Figures released Tuesday by the National Indian Gaming Commission (NIGC) show tribal gaming revenue of $29.9b in 2015, up 5% from 2014’s numbers, which were up only 1.5% from 2013’s total. In 2006, total revenue was $24.9b.
Of the seven geographic regions into which the NIGC groups tribal gaming operators, the Sacramento region (California, Northern Nevada) posted the largest year-on-year gain at 8%. Oklahoma City (Western Oklahoma, Texas) ranked second with 6.7%, while Tulsa (Kansas, Eastern Oklahoma) placed third with 6.5%. All seven regions posted growth last year compared to five year-on-year gainers in 2014.
Sacramento’s 71 operations held on to their grip atop the geographic revenue chart with $7.9b, up from $7.4b in 2014. The 31 operations in the Washington, DC region – which runs along the east coast from Connecticut to Louisiana and as far inland as Missouri – ranked second with $7b, a gain of $200m from 2014, while the 134 operations in St. Paul (from Michigan to Wyoming) gained $100m to $4.8b.
Of the 474 tribal gaming operations tracked by the NIGC, only 31 reported gross gaming revenue of $250m or greater, but these 31 operators accounted for 45% of the overall pie.

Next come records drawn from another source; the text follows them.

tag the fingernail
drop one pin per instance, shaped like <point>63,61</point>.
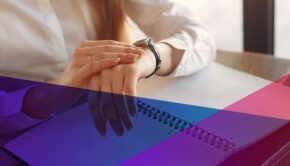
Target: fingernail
<point>130,127</point>
<point>120,131</point>
<point>114,60</point>
<point>139,50</point>
<point>132,57</point>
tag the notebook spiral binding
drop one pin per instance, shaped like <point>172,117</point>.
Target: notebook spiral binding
<point>181,125</point>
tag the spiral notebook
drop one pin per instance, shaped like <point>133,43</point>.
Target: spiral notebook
<point>163,131</point>
<point>193,132</point>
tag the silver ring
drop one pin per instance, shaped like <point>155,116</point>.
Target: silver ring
<point>91,54</point>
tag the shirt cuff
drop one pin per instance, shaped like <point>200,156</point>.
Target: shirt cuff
<point>196,55</point>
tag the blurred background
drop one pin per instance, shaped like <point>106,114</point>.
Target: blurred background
<point>224,20</point>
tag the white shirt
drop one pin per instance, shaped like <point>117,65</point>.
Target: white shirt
<point>37,38</point>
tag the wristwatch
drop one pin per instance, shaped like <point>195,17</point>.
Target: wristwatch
<point>148,42</point>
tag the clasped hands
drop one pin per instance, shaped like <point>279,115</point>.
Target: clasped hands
<point>112,70</point>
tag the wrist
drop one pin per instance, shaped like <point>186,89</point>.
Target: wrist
<point>152,50</point>
<point>147,63</point>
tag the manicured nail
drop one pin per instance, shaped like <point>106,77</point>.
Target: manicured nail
<point>130,127</point>
<point>114,60</point>
<point>132,57</point>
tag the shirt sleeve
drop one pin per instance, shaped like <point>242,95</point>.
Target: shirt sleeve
<point>172,23</point>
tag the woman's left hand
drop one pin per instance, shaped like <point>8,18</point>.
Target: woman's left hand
<point>116,88</point>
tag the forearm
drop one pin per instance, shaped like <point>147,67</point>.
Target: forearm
<point>170,58</point>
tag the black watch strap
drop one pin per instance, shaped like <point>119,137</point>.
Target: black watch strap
<point>149,43</point>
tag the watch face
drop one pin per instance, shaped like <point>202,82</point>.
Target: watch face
<point>142,43</point>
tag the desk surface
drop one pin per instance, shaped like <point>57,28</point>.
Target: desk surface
<point>261,65</point>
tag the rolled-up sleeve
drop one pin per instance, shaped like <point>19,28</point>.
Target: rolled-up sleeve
<point>169,22</point>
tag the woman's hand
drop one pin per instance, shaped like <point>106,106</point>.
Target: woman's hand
<point>117,88</point>
<point>94,56</point>
<point>88,60</point>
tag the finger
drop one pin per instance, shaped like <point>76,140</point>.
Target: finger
<point>98,66</point>
<point>96,113</point>
<point>108,108</point>
<point>130,86</point>
<point>120,101</point>
<point>92,43</point>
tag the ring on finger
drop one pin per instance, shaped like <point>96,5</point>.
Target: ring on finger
<point>91,54</point>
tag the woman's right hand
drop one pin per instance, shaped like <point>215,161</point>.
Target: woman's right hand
<point>88,60</point>
<point>94,56</point>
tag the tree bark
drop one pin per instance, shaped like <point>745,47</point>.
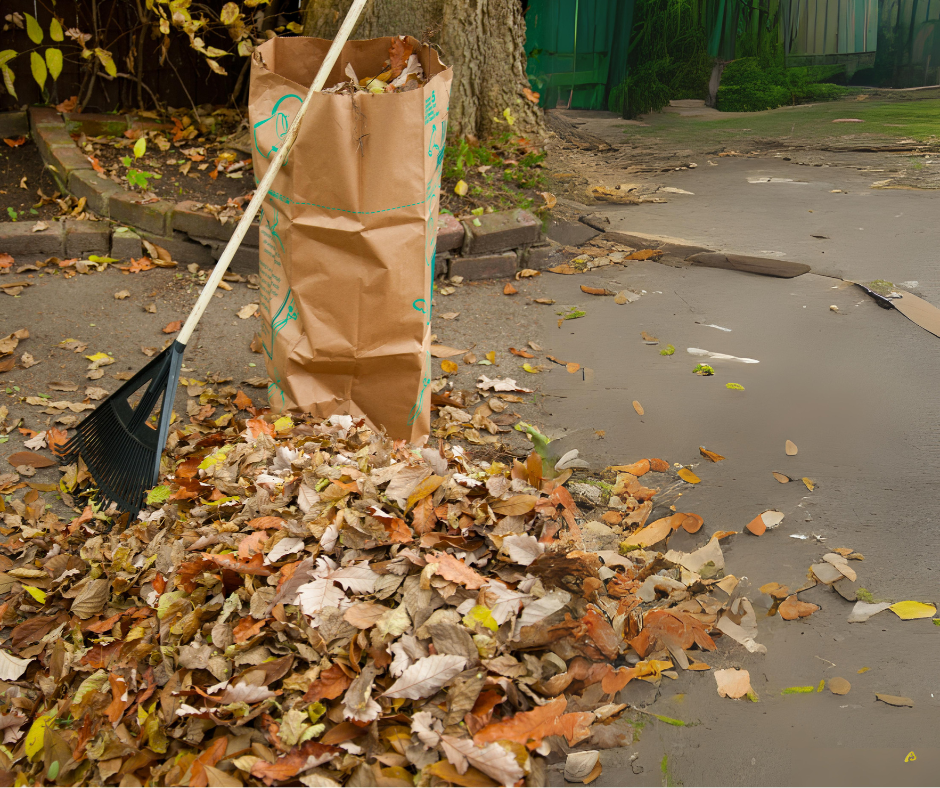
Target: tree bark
<point>484,41</point>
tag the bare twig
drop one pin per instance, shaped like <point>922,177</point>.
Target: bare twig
<point>183,85</point>
<point>140,84</point>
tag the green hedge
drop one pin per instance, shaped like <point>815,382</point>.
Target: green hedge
<point>747,87</point>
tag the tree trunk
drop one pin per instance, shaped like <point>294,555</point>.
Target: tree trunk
<point>484,41</point>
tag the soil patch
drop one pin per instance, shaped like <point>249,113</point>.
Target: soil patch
<point>21,200</point>
<point>207,168</point>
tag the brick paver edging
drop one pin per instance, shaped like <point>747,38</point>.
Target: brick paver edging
<point>494,245</point>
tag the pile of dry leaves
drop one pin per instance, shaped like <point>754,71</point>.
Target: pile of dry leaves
<point>309,602</point>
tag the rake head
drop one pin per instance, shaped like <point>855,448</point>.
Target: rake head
<point>119,442</point>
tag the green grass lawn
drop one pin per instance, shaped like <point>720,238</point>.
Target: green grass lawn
<point>911,115</point>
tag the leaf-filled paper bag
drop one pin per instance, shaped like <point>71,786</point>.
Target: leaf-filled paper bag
<point>349,234</point>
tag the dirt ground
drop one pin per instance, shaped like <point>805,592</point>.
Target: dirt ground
<point>19,199</point>
<point>852,387</point>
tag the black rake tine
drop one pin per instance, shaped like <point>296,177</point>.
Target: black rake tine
<point>120,447</point>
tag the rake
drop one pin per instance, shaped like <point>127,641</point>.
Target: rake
<point>117,442</point>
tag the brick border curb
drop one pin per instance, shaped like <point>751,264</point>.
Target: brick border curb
<point>495,245</point>
<point>188,235</point>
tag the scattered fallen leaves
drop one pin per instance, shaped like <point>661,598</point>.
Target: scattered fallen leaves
<point>792,608</point>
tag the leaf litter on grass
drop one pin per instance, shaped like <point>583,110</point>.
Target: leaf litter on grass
<point>307,600</point>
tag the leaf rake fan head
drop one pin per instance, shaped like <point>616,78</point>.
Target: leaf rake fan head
<point>119,442</point>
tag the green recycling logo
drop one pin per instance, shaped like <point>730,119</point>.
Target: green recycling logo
<point>269,133</point>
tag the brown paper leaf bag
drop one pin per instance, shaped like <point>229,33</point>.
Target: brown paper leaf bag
<point>348,234</point>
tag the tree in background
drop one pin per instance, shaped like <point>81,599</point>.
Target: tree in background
<point>484,41</point>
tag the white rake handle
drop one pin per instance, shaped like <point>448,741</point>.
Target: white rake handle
<point>261,192</point>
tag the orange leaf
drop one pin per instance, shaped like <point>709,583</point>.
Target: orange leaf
<point>456,571</point>
<point>209,757</point>
<point>398,54</point>
<point>252,544</point>
<point>259,427</point>
<point>424,489</point>
<point>56,438</point>
<point>332,683</point>
<point>423,517</point>
<point>68,105</point>
<point>242,400</point>
<point>617,680</point>
<point>756,526</point>
<point>645,254</point>
<point>710,455</point>
<point>265,523</point>
<point>636,469</point>
<point>595,290</point>
<point>530,727</point>
<point>247,628</point>
<point>228,561</point>
<point>517,504</point>
<point>397,530</point>
<point>117,707</point>
<point>792,608</point>
<point>30,458</point>
<point>138,265</point>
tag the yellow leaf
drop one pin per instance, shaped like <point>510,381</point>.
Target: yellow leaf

More than half (57%) of tribal gaming operations generated less than $25m per year while 20% generated under $3m per year.
NIGC chairman Jonodev O. Chaudhuri said “the strong regulation that tribes as well as federal regulators and other stakeholders provides has played a key role in the stability and growth of the Indian gaming industry by providing consistency and predictability.”
Chaudhuri took pains to point out that tribal gaming was “fundamentally different” from commercial casinos, in that it provided financial benefits – not to mention slimmer children – to Indian peoples that have yet to be matched by any other economic driver.